En las últimas horas, fuentes oficiales confirmaron la dimisión del funcionario de Javier Milei, que se produjo en medio de fuertes tensiones laborales. Es que, la conducción del organismo acumuló en las últimas semanas múltiples reclamos por congelamiento salarial, lo que deterioró el vínculo con la planta de trabajadores.
Vale precisar que el economista asumió al frente del INDEC, el 30 de diciembre de 2019, durante la administración de Alberto Fernández, y atravesó una etapa marcada por la continuidad en la normalización de las estadísticas públicas. En ese marco, la gestión de Marco Lavagna sostuvo una línea de transparencia estadística, tras años de intervención que afectaron la credibilidad de la institución.
La renuncia de Lavagna coincidió con un momento clave para el organismo, atravesado por la puesta en marcha del IPC renovado. En tanto, la actualización incorporó la clasificación COICOP 2018, amplió a 13 las divisiones de relevamiento y sumó el rubro “Seguros y servicios financieros”.
Además, el nuevo esquema utiliza la Encuesta Nacional de Gastos de los Hogares 2017-2018 para definir las ponderaciones de consumo. Esta modificación buscó reflejar patrones de gasto más actuales, en la antesala de la publicación de los primeros índices bajo el nuevo método.
En paralelo, la noticia generó preocupación dentro de la Asociación de Trabajadores del Estado (ATE), que salió a advertir sobre el impacto institucional de la salida. “Nos llama poderosamente la atención y nos pone en alerta la renuncia a ocho días de la salida del IPC con la nueva ponderación”, expresó el delegado gremial Raúl Llaneza, quién volvió a reclamar un organismo independiente del poder político.
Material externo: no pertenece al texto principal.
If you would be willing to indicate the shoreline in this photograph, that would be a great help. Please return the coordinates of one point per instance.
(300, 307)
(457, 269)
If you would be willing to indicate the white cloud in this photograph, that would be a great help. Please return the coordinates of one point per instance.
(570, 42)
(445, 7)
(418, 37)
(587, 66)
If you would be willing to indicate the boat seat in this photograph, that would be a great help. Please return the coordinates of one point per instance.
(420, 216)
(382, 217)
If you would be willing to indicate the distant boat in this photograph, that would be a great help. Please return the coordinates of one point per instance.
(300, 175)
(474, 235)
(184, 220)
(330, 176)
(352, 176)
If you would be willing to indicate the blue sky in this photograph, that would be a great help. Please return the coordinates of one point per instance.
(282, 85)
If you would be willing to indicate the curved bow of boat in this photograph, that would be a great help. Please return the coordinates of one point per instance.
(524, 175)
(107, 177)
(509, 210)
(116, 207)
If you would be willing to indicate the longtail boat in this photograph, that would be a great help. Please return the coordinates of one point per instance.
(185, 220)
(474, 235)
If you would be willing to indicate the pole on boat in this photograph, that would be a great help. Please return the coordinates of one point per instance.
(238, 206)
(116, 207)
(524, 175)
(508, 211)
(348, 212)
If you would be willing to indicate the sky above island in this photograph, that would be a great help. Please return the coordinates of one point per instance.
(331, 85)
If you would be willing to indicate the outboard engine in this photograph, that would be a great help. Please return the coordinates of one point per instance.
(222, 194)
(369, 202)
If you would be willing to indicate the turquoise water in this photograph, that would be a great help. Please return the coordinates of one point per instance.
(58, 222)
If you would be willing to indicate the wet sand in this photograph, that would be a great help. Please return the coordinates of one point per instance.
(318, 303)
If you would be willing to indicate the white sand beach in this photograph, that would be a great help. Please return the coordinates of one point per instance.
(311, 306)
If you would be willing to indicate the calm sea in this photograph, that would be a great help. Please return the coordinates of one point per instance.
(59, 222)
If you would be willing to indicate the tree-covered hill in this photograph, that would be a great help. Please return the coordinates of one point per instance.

Durante las últimas semanas, el Ejecutivo libertario avanzó con una batería de cambios en áreas estratégicas de la administración pública, que quedaron formalizados a través de los últimos decretos publicados en el Boletín Oficial. La actual conducción nacional aceptó renuncias y concretó nuevas designaciones en organismos clave, en el marco de un proceso de reordenamiento interno.
Finalmente, desde la Casa Rosada explicaron que estas modificaciones responden a una reconfiguración integral de la gestión estatal, con foco en sectores considerados estratégicos. El proceso se inscribe en la agenda de reformas que impulsa el Gobierno, en paralelo a la aplicación de cambios estructurales y al seguimiento de variables sensibles como la inflación.